Colossus tutorial: halo density profiles

Welcome to the Colossus halo density profile tutorial.

In [1]:
from __future__ import print_function 
import numpy as np
import matplotlib.pyplot as plt
%matplotlib inline

As always with Colossus, we need to set a cosmology.

In [2]:
from colossus.cosmology import cosmology
cosmo = cosmology.setCosmology('planck15');

Profile basics

The density profile module in Colossus is object-oriented: it contains a base class for all density profiles, and classes for specific models that are derived from the base class. Those derived classes need to implement only one function (density), but can overwrite other functions, for example if there are analytical solutions for quantities that would otherwise need to be computed numerically. At first, we don't need to concern ourselves with this architecture though.

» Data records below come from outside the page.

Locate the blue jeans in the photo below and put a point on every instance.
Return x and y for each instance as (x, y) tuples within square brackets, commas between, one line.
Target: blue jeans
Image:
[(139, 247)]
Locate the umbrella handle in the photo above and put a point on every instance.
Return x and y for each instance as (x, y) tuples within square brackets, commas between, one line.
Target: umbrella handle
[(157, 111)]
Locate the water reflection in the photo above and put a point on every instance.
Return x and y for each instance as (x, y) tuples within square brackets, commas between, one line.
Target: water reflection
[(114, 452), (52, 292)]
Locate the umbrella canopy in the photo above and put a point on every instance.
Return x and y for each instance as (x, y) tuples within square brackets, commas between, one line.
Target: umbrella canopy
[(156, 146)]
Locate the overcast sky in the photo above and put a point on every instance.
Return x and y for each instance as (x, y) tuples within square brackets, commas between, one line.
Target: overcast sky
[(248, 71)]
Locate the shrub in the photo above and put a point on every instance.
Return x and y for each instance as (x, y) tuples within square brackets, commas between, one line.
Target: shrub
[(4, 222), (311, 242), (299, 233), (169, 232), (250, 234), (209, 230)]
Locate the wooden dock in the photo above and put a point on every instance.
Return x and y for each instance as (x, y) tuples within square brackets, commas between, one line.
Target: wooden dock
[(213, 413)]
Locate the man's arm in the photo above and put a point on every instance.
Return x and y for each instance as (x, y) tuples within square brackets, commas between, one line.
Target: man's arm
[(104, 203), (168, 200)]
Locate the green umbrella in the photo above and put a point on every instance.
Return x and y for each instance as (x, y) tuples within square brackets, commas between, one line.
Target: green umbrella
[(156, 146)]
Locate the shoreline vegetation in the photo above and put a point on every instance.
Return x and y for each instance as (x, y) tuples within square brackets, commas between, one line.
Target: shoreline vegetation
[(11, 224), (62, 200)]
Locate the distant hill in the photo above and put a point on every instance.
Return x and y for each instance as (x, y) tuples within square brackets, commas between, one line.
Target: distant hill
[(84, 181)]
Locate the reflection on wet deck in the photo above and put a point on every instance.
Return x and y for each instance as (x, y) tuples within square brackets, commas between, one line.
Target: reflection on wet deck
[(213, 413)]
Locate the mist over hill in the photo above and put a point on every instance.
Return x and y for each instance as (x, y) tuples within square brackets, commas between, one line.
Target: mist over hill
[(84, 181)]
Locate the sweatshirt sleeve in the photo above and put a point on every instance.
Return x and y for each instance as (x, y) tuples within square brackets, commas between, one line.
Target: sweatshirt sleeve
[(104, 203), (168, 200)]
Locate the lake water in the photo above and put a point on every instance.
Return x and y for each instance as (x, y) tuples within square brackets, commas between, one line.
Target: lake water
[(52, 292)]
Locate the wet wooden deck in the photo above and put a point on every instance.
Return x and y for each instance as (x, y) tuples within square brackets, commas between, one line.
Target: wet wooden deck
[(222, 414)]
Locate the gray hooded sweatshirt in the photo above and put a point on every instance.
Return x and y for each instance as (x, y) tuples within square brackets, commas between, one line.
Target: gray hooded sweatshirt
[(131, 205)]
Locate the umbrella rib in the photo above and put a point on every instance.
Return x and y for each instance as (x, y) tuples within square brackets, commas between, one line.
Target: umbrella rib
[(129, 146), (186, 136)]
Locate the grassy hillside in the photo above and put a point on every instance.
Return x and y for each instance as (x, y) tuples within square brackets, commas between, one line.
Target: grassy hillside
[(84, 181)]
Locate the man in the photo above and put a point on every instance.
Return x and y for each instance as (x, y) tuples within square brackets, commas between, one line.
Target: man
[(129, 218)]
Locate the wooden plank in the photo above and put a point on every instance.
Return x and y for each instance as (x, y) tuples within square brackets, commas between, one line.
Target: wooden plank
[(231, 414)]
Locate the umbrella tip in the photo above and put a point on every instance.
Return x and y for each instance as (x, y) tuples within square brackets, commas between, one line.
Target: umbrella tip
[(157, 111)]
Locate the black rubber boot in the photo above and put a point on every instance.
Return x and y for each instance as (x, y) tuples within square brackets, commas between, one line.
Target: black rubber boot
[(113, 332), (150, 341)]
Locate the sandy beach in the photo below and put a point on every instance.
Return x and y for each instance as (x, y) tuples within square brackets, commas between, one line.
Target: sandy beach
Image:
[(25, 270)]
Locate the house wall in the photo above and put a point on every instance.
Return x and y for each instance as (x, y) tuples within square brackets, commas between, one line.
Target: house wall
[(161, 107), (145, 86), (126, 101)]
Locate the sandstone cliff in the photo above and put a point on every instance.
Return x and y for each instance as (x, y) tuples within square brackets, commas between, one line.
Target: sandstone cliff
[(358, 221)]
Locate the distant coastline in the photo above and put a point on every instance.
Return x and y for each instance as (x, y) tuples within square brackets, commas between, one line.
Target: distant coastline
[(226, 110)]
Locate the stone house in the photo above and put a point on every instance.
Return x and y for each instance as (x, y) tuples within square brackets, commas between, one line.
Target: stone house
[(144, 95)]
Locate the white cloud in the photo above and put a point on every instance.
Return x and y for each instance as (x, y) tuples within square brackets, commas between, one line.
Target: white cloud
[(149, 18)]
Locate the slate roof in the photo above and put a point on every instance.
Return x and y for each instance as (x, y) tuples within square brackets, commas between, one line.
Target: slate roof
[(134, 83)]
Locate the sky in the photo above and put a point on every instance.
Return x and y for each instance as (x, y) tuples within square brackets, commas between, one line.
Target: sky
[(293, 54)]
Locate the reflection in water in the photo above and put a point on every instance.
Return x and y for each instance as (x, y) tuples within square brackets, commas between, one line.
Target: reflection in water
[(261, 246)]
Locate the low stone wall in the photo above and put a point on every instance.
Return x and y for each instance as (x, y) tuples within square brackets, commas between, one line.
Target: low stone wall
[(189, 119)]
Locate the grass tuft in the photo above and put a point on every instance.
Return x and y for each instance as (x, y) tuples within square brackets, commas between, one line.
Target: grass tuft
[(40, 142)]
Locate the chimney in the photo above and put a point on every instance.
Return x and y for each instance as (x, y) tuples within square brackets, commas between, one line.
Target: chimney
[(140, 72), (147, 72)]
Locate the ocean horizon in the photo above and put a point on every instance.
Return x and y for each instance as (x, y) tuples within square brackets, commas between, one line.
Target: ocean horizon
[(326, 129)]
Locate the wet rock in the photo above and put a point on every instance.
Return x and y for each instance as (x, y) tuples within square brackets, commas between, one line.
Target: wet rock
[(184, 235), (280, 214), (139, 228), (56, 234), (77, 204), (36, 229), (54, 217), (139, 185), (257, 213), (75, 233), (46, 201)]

To get started, let's create different density profile predictions for a massive cluster halo at $z = 0$. Profiles can often be initialized by different sets of parameters. For example, an NFW profile can take it's native parameters (central density and scale radius), but can also be initialized using the mass and concentration:

In [3]:
from colossus.halo import profile_nfw

Mvir = 1E15
cvir = 5.0
z = 0.0
p_nfw = profile_nfw.NFWProfile(M = Mvir, c = cvir, z = z, mdef = 'vir')

r = 10**np.arange(0,4,0.02)
rho_m = cosmo.rho_m(z)
rho_nfw = p_nfw.density(r)

plt.figure()
plt.loglog()
plt.xlabel('r(kpc/h)')
plt.ylabel('density / mean')
plt.plot(r, rho_nfw / rho_m, '-', label = 'NFW');
plt.ylim(1E0, 1E7)
plt.legend();

Note that the Colossus halo module works in physical coordinates. Let's compute the predictions of other profile models for the same halo:

In [4]:
from colossus.halo import profile_einasto
from colossus.halo import profile_dk14

p_einasto = profile_einasto.EinastoProfile(M = Mvir, c = cvir, z = z, mdef = 'vir')
p_dk14 = profile_dk14.DK14Profile(M = Mvir, c = cvir, z = z, mdef = 'vir')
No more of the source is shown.